Perhaps the most eye-popping of all the granitas, this one has a color that perfectly matches the dazzling flavor of the raspberries. If using frozen raspberries, let them thaw before you purée them.

Blood Orange Granita

I love the word spremuta, which means “freshly pressed orange juice” in Italian. At any caffè, if you order one, you’ll be brought a tall, vivid red glass of juice served with a few packets of sugar and a long, slender spoon alongside. Although years ago Americans were astonished when confronted with blood orange juice, this colorful citrus fruit has become common stateside and can be found in many supermarkets and farmer’s markets. When sliced open, they reveal a brilliantly colored interior, and like snowflakes, each one intrigues me, since no two seem to be colored alike.

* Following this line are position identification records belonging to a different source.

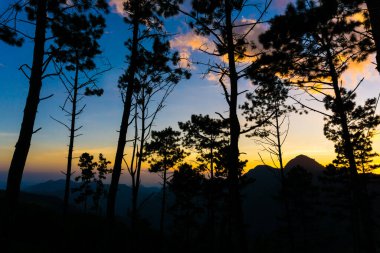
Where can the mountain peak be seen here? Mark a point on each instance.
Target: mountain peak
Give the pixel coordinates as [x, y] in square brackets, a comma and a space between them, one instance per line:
[309, 164]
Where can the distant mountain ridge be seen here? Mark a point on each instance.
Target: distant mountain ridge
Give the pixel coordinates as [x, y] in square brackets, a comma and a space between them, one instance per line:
[309, 164]
[56, 188]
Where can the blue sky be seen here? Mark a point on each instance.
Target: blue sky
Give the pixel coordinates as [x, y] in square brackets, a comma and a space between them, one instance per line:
[102, 115]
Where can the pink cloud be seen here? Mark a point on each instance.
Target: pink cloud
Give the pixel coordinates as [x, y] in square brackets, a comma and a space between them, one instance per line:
[117, 6]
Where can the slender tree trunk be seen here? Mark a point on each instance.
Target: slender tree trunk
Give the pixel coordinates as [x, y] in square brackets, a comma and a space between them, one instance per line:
[237, 232]
[20, 154]
[71, 143]
[163, 205]
[133, 175]
[124, 122]
[135, 190]
[362, 228]
[374, 16]
[283, 186]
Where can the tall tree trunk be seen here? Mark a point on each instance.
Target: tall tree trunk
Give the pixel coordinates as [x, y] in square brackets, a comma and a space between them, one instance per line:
[20, 154]
[71, 143]
[237, 232]
[124, 122]
[283, 185]
[163, 205]
[362, 228]
[136, 185]
[374, 16]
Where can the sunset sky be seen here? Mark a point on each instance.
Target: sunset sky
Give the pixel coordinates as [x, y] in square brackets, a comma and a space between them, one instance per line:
[101, 119]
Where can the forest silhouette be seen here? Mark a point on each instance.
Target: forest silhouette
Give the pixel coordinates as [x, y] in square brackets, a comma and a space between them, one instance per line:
[207, 202]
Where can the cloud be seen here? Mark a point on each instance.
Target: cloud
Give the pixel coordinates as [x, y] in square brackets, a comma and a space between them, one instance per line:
[117, 6]
[281, 3]
[358, 70]
[7, 134]
[188, 43]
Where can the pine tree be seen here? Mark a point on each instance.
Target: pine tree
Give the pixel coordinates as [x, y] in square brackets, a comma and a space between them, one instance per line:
[362, 123]
[312, 44]
[44, 14]
[221, 21]
[164, 153]
[76, 46]
[145, 19]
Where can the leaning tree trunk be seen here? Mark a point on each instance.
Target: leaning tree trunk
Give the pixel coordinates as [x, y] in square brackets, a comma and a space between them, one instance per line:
[237, 232]
[136, 185]
[163, 204]
[20, 154]
[124, 123]
[362, 227]
[374, 16]
[71, 143]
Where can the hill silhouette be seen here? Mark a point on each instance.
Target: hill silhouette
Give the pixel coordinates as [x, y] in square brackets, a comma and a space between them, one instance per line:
[55, 188]
[307, 163]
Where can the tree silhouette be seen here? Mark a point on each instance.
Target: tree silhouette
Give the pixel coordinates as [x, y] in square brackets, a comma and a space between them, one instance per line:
[8, 33]
[221, 21]
[145, 20]
[362, 123]
[267, 107]
[374, 17]
[45, 15]
[302, 197]
[74, 51]
[164, 153]
[314, 55]
[371, 17]
[209, 138]
[269, 98]
[156, 77]
[186, 184]
[91, 172]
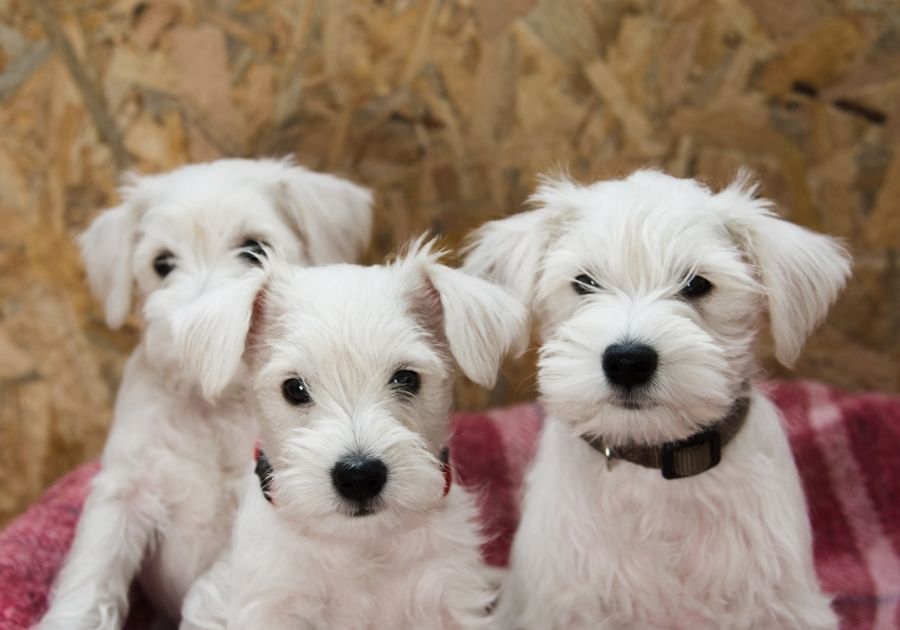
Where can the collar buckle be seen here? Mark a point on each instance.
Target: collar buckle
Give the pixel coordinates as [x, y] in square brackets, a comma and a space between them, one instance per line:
[691, 456]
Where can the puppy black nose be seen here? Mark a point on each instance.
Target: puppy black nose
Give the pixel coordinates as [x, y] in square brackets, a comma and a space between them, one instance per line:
[359, 478]
[629, 364]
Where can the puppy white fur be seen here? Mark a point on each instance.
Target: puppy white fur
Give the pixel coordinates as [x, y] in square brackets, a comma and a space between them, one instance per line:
[615, 545]
[371, 352]
[163, 503]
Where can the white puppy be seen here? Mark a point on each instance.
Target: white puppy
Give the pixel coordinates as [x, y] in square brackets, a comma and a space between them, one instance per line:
[352, 371]
[663, 494]
[163, 502]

The Moro variety of blood oranges is the most intensely colored, but other varieties, like Sanguinelli and Tarocco, make remarkably colorful granita as well.

Lime Granita

Try this granita drizzled with a shot of tequila and sprinkled with a pinch of coarse salt for a Margranita.

Grape Granita

The best grapes to use for making this granita are bold-tasting varieties. Full-flavored dark Muscat grapes are perfect, as are Concord grapes, sometimes referred to by winemakers as tasting “foxy.” Speaking of winemakers, just about any grapes used for winemaking make excellent granita. Don’t use the common seedless grapes found in supermarkets, though, since they don’t have much flavor once cooked. The amount of water will depend on the type of grapes you use. Before adding the water, taste the mixture. Add the smaller amount of water, and then taste it again to see if it needs more.

Lemon Granita

A few years back, while I was making a chocolate dessert during a cooking demonstration, I noticed a woman sitting in the third row was watching me with what I thought was disdain. Attempting to win her over, while everyone ate their samples I asked what she thought, and she responded matter-of-factly, “I don’t really like chocolate.” So smart-aleck me shot back, “You’re probably one of those lemon people!” To which she sheepishly nodded yes. I kept on baking and finished the class. But my accusatory words “one of those lemon people” stuck in my mind, and I worried for a long time that she might have been affronted by my comment. Years later, there she was again in my audience! I was happy to see her, since experts advocate finding resolution to traumatic events in your life (like meeting someone who doesn’t like chocolate). Attempting reparation, I asked if I had offended her several years back. She was surprised that I even remembered and said that no, she wasn’t offended in the least. In fact, she even brought me a tasty gift (not chocolate…but I’m letting that go) and then slipped off into the night. So this is my gift back to her, the mysterious lemon lover, whoever and wherever you are.

Pineapple Granita

Curiously, this granita really comes alive when a few grains of coarse salt are flecked over each serving. When I had friends over for a taste, they were surprised to see me salting their granita, but they quickly changed their minds when they tasted it. Try fleur de sel, hand-harvested salt crystals from France, or whisper-thin squares of Maldon salt, from England.

Cranberry Granita

The arrival of cranberries in the fall magically coincides with the holiday food shopping frenzy. A wonder of nature? Or just good timing? Regardless, I’m happy whenever I find cranberries in abundance. Their flavor is invigorating and restorative, which is probably why they’re so popular around the time of year when many of us could use help after overindulging in copious holiday feasts.